フュージョン音楽はジャズ出身で、出世魚のように呼び名が変わりました。1960年代にジャズロック、70年代にクロスオーバー、80年以降はフュージョン、90年前後にスムースジャズ。全てにまたがる典型は、スティックス・フーパー率いたアメリカのクルセイダーズ。
フュージョン音楽を語る一般的な枕ことばは、さわやかで心地よく青空でハッピー。その顔役たちも軽くて影がないタイプです。好感を持たれつつも軽くみられる理由は、むろんノリの軽さと影のなさでしょう。

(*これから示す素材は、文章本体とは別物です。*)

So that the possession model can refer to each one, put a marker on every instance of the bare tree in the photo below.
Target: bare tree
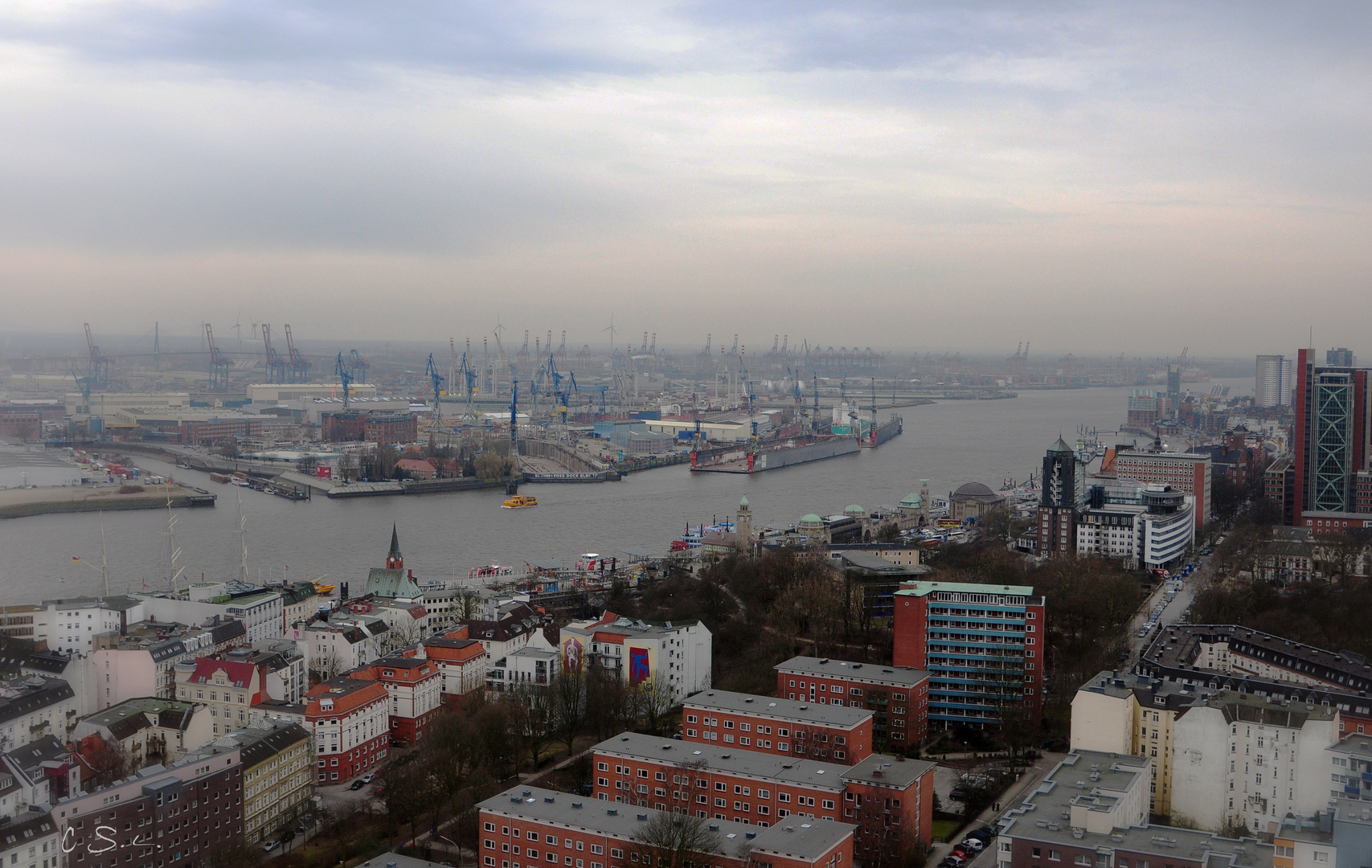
(109, 761)
(675, 841)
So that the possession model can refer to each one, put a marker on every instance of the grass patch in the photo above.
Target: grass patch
(944, 829)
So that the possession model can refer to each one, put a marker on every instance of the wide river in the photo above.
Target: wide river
(444, 535)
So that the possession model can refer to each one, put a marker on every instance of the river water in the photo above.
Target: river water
(444, 535)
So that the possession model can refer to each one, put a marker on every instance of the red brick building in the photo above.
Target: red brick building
(762, 788)
(785, 727)
(415, 689)
(350, 723)
(530, 827)
(898, 697)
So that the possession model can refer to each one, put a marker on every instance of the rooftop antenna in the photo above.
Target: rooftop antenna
(243, 536)
(176, 553)
(104, 561)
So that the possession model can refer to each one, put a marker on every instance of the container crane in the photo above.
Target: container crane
(219, 365)
(275, 363)
(99, 371)
(298, 366)
(438, 387)
(345, 378)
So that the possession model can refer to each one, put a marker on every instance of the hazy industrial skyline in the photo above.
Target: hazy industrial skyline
(1086, 177)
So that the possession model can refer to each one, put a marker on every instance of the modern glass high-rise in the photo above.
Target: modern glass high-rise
(1333, 431)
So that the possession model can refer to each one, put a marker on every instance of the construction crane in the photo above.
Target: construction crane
(99, 371)
(298, 366)
(345, 378)
(219, 365)
(438, 387)
(275, 363)
(357, 366)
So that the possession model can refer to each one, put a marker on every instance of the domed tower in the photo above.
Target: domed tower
(394, 559)
(744, 527)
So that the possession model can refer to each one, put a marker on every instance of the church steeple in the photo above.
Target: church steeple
(394, 559)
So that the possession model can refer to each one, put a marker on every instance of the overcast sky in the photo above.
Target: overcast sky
(1090, 177)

フュージョンがジャズ界で格下にみられるのは、日なただけで構成した明朗が理由らしく、何となくイージーリスニング扱い。そしてジャズは夜で、フュージョンは昼というイメージ。この割り切り方に、影差す曲を敬遠する大衆心理が読み取れます。
当初のフュージョン音楽の多くはジャズのリズムを多用し、ロック的なタテ乗りではなかった。そしてジャズ由来だから、セブンスコード以上の複雑なジャズコードを使いました。影差す和音が主役。
だからアメリカのフュージョンの傑作は、影差し屈折した曲が実は多いのです。落ちては天上に伸びる起伏と、転調の多い作風で。これは芸術の新定義とした、表現の裂け目に該当します。平坦な青空の快適でひとくくりにすると、もれてしまうダークな部分です。
フュージョンのメインストリームには、かげりの多い内向的な曲調がよくあります。一例はチック・コリア作曲『シルヴァー・テンプル』で、建物の陰なる影に魅せられたのかも。月もイメージしたミステリアスな庵ふう寺院。昼の顔『ゴールデン・テンプル』でない点がミソ。